After nearly 5 months of hiding in my deep, dark depression place, I feel alive again! In the past five months I have separated from my husband, lost my beautiful home and moved into a dumpy apartment, lost my weekly article in The Lake Stevens Journal and sponsorship from TeamFitness. I gained 20 pounds, developed a drinking problem, broke my foot and isolated myself to the point where I have lost touch with dang near all my friends. My problem is not a newly developed problem. I have been battling compulsive binge eating, purging and food addiction for over 10 years. Name a diet, I have been on it, cheated on it and eventually failed it. All that has changed!

I just completed the program at the Moore Center for Eating Disorders and am ready to start incorporating fitness into my recovery from food addiction. I took a four week leave of absence from Boeing and I have been working on why I chose food as my coping mechanism. I have learned so much about myself. Clearly, diets alone do not work…we all know that. Most of the battle is internal and now that I understand the reasons why I eat, I can succeed at weight loss and be done with the yo-yo dieting that has become my life long routine. The work I have been doing at the Moore Center literally saved my life. The program was 10 hours a day for 4 long weeks. It was filled with nutrition education, individual therapy and several group therapies a day. I am now ready to tackle the damage my emotional eating has done to my physical body. I failed in my previous attempt with TeamFitness because I was secretly binging. I have been binge free for 21 days and sober for 4 weeks and I am feeling powerful. I am full of hope and I am ready to start again with CrossFit.

I am starting this blog at the very beginning of my recovery in hopes of sharing this journey with others who may be dealing with the same demons, maybe people who beat those demons, or those who are just interested in the train wreck that has become my life.

Cameron, the owner of CrossFit, has graciously agreed to kick me in the ass, to coach me and to mentor me on this journey. I was recently told by my sister that CrossFit is only for people who are already in shape. She told me it’s too hard for fat people. I know that Cameron and I can and will prove this misconception wrong. I have been paying for one gym membership or another for years. It was always the same, I was excited at first but I became bored quickly. I love the concept of CrossFit; to use my own body to heal the damage my addiction has caused, rather than spending hours alone on the cold and impersonal machines at a traditional gym.

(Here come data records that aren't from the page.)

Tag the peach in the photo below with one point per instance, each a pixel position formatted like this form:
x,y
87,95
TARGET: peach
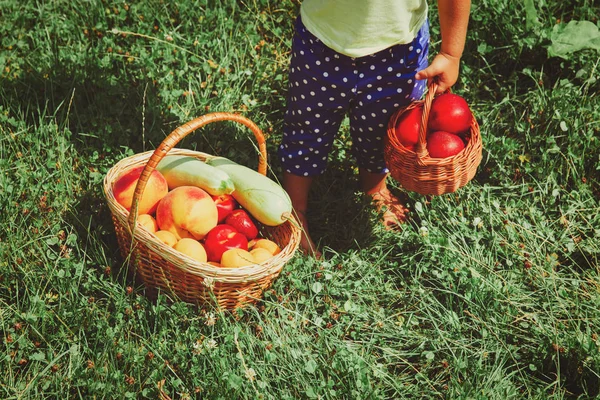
x,y
267,244
234,258
155,189
148,222
187,211
261,255
191,248
166,237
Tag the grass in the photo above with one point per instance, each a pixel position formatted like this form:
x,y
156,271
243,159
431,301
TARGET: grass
x,y
489,293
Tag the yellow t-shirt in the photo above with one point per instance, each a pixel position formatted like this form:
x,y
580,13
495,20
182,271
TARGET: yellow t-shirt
x,y
358,28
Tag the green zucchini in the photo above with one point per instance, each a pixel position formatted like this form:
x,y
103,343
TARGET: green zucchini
x,y
190,171
262,197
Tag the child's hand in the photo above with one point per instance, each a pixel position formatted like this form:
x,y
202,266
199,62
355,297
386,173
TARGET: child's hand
x,y
444,68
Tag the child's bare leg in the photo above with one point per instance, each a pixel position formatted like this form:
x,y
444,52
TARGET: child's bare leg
x,y
298,188
394,212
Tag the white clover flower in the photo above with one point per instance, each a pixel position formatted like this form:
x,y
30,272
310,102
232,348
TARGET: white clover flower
x,y
197,347
209,282
250,374
210,319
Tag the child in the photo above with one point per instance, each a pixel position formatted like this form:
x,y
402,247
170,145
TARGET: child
x,y
364,59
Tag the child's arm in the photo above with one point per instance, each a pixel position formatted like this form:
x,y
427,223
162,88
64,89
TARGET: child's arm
x,y
454,18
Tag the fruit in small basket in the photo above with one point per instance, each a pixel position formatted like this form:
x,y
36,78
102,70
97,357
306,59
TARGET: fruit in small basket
x,y
190,171
262,197
450,113
124,188
148,222
261,255
442,144
166,237
187,211
225,205
222,238
408,126
241,221
235,258
267,244
191,248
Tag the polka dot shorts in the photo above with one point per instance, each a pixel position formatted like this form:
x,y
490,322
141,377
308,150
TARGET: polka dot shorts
x,y
325,86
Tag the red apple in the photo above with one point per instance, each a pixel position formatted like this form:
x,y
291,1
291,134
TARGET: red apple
x,y
225,205
242,222
450,113
442,144
407,127
222,238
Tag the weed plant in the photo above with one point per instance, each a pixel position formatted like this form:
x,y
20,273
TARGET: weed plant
x,y
492,292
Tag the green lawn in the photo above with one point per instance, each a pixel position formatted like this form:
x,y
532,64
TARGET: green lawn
x,y
492,292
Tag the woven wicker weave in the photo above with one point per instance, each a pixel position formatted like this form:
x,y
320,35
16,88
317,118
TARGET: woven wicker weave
x,y
416,170
162,267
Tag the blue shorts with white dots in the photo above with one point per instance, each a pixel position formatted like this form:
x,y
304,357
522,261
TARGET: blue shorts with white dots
x,y
325,86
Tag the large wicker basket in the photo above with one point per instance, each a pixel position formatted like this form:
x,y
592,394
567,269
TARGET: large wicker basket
x,y
162,267
416,170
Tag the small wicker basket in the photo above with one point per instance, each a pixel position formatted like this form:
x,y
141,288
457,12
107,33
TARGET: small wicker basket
x,y
162,267
416,170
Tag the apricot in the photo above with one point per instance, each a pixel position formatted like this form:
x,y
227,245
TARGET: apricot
x,y
187,212
155,190
192,248
234,258
166,237
261,254
148,222
267,244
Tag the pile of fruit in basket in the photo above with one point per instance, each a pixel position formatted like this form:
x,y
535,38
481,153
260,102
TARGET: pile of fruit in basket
x,y
208,210
447,128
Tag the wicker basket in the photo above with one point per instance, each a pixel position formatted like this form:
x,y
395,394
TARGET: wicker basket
x,y
162,267
416,170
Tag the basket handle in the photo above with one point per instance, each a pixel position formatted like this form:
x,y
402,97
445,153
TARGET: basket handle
x,y
421,146
178,134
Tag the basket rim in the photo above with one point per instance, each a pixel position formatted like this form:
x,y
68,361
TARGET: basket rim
x,y
187,264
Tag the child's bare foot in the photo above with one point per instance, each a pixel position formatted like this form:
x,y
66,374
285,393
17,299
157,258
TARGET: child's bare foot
x,y
307,246
394,213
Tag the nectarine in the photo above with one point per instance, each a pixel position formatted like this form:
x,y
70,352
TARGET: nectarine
x,y
187,211
192,248
124,187
148,222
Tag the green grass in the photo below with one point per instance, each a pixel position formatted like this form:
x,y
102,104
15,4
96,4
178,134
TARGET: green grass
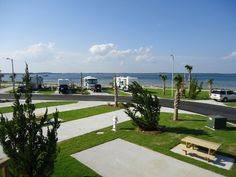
x,y
39,105
85,112
111,91
189,125
47,92
232,104
203,95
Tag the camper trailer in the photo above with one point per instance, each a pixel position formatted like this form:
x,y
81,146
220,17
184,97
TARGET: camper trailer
x,y
124,82
90,82
64,86
36,82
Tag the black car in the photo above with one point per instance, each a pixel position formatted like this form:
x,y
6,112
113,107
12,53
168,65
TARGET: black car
x,y
64,89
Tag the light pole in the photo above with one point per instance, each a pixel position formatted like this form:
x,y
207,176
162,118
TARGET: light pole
x,y
13,74
173,64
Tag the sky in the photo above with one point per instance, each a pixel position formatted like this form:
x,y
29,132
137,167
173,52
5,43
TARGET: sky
x,y
118,35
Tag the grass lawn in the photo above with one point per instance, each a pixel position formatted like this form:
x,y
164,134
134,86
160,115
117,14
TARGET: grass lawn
x,y
111,91
85,112
233,104
47,92
188,125
39,105
203,95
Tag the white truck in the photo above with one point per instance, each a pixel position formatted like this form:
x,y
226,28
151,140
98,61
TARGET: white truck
x,y
124,82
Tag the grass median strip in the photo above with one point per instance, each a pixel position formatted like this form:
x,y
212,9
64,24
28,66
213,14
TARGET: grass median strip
x,y
203,95
189,125
111,91
47,92
232,104
39,105
85,112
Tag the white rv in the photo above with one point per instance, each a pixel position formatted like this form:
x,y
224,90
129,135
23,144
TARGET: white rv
x,y
36,82
64,86
124,82
90,82
63,82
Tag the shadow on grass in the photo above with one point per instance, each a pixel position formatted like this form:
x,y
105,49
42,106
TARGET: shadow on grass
x,y
192,120
184,130
127,128
230,129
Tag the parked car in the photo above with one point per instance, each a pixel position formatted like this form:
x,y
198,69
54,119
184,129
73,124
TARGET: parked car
x,y
223,95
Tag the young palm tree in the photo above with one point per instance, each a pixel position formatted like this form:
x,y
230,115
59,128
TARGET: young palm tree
x,y
189,68
210,83
163,77
178,82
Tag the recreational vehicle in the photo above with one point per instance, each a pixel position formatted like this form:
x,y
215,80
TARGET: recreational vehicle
x,y
63,86
124,82
36,82
90,82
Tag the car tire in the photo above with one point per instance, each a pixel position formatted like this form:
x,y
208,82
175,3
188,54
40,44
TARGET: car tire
x,y
225,99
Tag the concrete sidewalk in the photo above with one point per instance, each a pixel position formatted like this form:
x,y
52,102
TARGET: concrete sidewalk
x,y
79,127
7,104
62,108
121,158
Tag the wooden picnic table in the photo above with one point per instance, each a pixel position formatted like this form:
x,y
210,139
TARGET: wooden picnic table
x,y
192,142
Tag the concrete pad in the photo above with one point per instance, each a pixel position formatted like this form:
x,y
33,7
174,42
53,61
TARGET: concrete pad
x,y
79,127
121,158
220,161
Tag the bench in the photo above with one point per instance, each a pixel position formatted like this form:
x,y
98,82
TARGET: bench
x,y
198,153
192,142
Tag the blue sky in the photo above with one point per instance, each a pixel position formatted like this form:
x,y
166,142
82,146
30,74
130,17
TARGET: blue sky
x,y
118,35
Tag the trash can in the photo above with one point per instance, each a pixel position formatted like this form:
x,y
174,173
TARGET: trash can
x,y
217,122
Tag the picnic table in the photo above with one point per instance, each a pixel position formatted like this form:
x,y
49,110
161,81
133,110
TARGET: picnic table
x,y
193,143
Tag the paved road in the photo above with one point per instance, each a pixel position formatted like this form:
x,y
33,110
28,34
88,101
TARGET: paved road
x,y
200,108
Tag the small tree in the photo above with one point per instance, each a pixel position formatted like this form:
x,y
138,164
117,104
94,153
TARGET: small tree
x,y
210,84
163,77
195,88
144,108
178,81
189,68
1,76
31,153
115,93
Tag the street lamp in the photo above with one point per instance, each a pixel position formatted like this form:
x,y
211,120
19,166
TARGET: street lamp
x,y
13,74
173,64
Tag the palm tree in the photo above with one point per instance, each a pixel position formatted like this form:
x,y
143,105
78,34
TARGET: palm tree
x,y
210,83
178,82
163,77
189,68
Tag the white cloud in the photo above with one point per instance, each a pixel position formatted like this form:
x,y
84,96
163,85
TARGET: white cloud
x,y
231,56
101,49
110,51
37,52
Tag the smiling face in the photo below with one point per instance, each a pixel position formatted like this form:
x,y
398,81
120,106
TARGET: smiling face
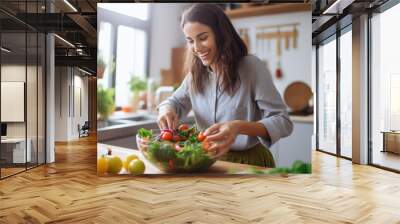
x,y
201,41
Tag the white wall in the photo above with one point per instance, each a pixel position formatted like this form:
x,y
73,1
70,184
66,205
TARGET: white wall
x,y
166,34
295,63
68,83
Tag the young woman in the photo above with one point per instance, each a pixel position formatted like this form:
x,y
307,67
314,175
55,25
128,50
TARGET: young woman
x,y
230,92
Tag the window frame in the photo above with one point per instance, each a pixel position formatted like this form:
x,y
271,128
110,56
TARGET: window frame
x,y
334,36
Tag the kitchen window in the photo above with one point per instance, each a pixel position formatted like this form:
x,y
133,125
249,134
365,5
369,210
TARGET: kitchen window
x,y
334,94
327,96
346,93
131,54
137,10
124,43
385,89
105,52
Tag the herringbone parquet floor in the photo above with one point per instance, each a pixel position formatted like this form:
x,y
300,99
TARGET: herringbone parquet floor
x,y
69,191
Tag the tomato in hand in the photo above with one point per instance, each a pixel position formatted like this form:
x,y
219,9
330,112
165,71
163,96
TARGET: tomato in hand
x,y
183,127
201,137
206,145
166,136
176,138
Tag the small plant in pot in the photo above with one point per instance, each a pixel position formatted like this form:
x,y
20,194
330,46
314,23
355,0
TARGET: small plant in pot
x,y
138,87
105,102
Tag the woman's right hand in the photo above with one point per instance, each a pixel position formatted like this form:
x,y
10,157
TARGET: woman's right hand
x,y
168,119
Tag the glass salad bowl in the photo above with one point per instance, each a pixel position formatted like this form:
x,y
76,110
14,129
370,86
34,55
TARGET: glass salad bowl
x,y
175,151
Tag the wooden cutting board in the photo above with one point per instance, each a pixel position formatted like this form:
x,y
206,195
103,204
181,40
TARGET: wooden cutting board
x,y
297,96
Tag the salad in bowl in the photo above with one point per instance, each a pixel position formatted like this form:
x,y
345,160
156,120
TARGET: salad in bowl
x,y
176,151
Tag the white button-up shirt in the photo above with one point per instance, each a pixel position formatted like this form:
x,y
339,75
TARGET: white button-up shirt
x,y
256,99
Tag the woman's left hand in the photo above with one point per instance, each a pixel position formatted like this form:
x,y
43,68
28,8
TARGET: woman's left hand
x,y
222,136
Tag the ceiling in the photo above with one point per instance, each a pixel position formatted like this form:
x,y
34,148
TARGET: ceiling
x,y
75,22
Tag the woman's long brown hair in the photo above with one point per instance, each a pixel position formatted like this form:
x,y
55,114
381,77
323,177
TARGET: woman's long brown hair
x,y
231,47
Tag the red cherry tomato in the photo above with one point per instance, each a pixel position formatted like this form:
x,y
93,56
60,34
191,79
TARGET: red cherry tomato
x,y
176,138
166,136
206,145
167,130
171,164
201,137
183,127
178,148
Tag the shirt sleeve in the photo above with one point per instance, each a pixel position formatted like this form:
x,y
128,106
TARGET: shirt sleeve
x,y
275,117
179,101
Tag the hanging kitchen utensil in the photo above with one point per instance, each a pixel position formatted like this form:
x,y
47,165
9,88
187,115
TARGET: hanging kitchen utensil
x,y
278,44
278,71
287,36
295,35
264,56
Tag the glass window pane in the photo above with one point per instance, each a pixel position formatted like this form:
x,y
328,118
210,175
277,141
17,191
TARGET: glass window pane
x,y
131,54
13,72
105,53
385,84
138,10
31,97
346,94
327,97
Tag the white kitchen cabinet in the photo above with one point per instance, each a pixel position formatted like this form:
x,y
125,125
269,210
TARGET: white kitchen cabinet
x,y
297,146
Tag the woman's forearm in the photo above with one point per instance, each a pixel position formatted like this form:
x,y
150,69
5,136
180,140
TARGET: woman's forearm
x,y
251,128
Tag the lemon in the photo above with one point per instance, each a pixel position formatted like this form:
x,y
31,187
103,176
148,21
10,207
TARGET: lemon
x,y
114,164
102,165
128,159
136,167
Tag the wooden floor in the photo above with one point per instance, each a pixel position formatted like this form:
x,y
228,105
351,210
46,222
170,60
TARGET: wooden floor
x,y
70,192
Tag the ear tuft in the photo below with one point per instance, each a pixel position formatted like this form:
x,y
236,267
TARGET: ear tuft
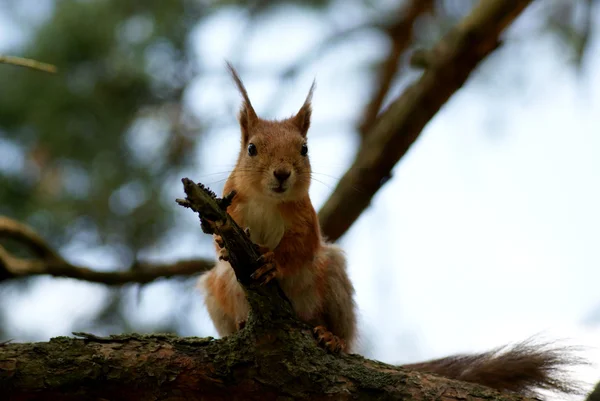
x,y
247,116
302,118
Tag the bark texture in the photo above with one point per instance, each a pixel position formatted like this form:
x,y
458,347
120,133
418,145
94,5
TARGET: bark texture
x,y
282,364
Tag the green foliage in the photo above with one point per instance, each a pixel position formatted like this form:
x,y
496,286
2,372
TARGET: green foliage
x,y
82,141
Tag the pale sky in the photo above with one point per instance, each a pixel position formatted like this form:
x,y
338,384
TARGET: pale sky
x,y
487,233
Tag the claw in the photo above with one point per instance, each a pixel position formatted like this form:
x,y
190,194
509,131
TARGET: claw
x,y
219,241
328,340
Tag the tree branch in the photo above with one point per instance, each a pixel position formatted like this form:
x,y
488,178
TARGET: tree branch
x,y
400,34
450,63
241,367
28,63
49,262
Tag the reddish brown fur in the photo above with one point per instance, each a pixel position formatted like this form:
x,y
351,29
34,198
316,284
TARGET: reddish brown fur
x,y
285,223
312,273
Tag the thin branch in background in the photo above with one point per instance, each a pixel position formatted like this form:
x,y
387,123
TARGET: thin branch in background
x,y
450,63
28,63
400,34
49,262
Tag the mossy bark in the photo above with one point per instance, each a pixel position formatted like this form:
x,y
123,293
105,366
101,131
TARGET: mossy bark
x,y
280,364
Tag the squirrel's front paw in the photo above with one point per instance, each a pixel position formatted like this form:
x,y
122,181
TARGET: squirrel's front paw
x,y
268,269
222,252
328,340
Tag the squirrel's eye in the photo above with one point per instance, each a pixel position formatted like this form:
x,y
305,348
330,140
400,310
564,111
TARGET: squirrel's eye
x,y
252,150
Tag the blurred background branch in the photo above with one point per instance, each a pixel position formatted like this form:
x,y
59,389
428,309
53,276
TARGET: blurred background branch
x,y
28,63
48,262
90,158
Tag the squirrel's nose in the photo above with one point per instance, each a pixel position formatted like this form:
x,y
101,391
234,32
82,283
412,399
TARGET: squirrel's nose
x,y
282,174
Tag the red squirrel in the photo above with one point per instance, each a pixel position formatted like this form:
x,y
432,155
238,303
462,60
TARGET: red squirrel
x,y
272,178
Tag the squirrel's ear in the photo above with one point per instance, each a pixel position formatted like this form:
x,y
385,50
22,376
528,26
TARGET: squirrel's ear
x,y
302,118
247,116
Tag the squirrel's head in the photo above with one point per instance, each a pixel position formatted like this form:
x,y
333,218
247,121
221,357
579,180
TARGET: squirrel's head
x,y
273,161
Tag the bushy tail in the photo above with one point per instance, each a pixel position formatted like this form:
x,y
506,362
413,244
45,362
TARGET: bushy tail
x,y
524,368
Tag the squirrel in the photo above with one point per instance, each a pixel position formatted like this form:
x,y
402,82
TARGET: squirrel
x,y
271,179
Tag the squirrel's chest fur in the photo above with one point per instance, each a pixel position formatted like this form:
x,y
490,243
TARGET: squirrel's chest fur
x,y
264,220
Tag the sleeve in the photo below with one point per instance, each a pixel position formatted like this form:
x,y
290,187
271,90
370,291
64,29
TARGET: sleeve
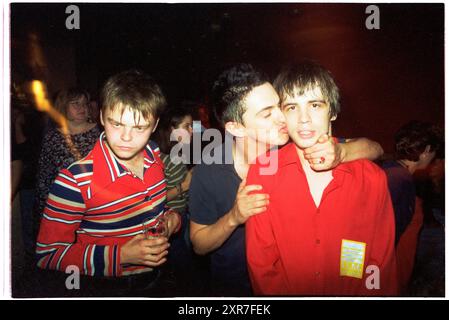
x,y
201,202
47,170
383,245
264,263
58,246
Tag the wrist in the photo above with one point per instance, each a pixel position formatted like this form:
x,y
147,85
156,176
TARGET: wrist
x,y
232,221
179,188
343,154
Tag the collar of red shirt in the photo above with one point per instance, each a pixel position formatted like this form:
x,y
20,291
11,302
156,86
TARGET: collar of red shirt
x,y
115,169
290,156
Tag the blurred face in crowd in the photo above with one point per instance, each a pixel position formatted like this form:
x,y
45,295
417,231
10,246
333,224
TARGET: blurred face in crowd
x,y
308,117
127,133
78,109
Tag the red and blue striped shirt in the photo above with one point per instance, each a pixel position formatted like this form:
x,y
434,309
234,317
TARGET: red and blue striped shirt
x,y
94,207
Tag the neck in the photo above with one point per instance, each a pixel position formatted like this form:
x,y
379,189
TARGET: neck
x,y
245,152
411,166
306,165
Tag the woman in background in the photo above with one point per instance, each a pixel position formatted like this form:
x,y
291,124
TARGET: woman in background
x,y
71,139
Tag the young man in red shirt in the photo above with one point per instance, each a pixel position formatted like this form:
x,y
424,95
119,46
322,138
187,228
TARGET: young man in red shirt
x,y
324,232
99,206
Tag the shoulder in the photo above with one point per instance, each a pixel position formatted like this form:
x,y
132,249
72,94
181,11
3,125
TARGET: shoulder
x,y
367,170
267,165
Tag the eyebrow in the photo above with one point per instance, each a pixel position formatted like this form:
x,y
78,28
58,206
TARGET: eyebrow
x,y
136,126
266,109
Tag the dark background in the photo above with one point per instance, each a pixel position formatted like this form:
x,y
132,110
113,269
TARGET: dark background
x,y
387,76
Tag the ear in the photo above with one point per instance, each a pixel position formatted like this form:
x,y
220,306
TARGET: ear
x,y
101,118
155,126
235,128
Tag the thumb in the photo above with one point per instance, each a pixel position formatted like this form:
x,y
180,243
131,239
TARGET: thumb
x,y
242,185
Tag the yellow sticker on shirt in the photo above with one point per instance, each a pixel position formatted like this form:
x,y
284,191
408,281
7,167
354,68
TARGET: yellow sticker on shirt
x,y
352,258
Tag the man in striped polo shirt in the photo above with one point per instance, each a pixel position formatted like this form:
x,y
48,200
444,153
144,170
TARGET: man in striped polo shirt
x,y
95,213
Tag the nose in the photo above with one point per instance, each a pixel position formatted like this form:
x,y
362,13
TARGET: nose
x,y
304,116
126,134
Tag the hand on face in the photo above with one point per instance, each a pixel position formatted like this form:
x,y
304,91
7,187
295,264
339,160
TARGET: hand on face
x,y
142,251
325,154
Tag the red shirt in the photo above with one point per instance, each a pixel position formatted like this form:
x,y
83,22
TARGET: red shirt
x,y
295,248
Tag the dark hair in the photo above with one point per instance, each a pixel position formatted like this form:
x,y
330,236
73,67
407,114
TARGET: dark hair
x,y
230,90
64,97
308,75
170,118
413,138
135,90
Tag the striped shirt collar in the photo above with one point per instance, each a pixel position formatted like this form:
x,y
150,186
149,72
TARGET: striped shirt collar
x,y
114,167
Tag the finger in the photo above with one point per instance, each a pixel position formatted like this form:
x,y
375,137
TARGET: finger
x,y
250,188
323,138
322,166
315,155
317,147
260,204
258,210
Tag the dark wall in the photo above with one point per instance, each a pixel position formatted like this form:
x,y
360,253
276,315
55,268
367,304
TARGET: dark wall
x,y
387,76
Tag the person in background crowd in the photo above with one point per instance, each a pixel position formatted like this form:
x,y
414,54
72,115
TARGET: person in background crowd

I am excited and thrilled to join the CrossFit family and am eternally grateful for this incredible opportunity. I will be real and honest, and I am publicly announcing my intention to lose 77 pounds. Here we go…AGAIN!


My Current Stats:
Goal Weight: 150 Pounds
Starting Weight: 227 Pounds
Current Weight: 227 Pounds
Total Weight Change: -0 Pounds

1 comment:

Tim said...

I am excited to see you writing again Lacie. You are a tremendous inspiration to me. Thank you!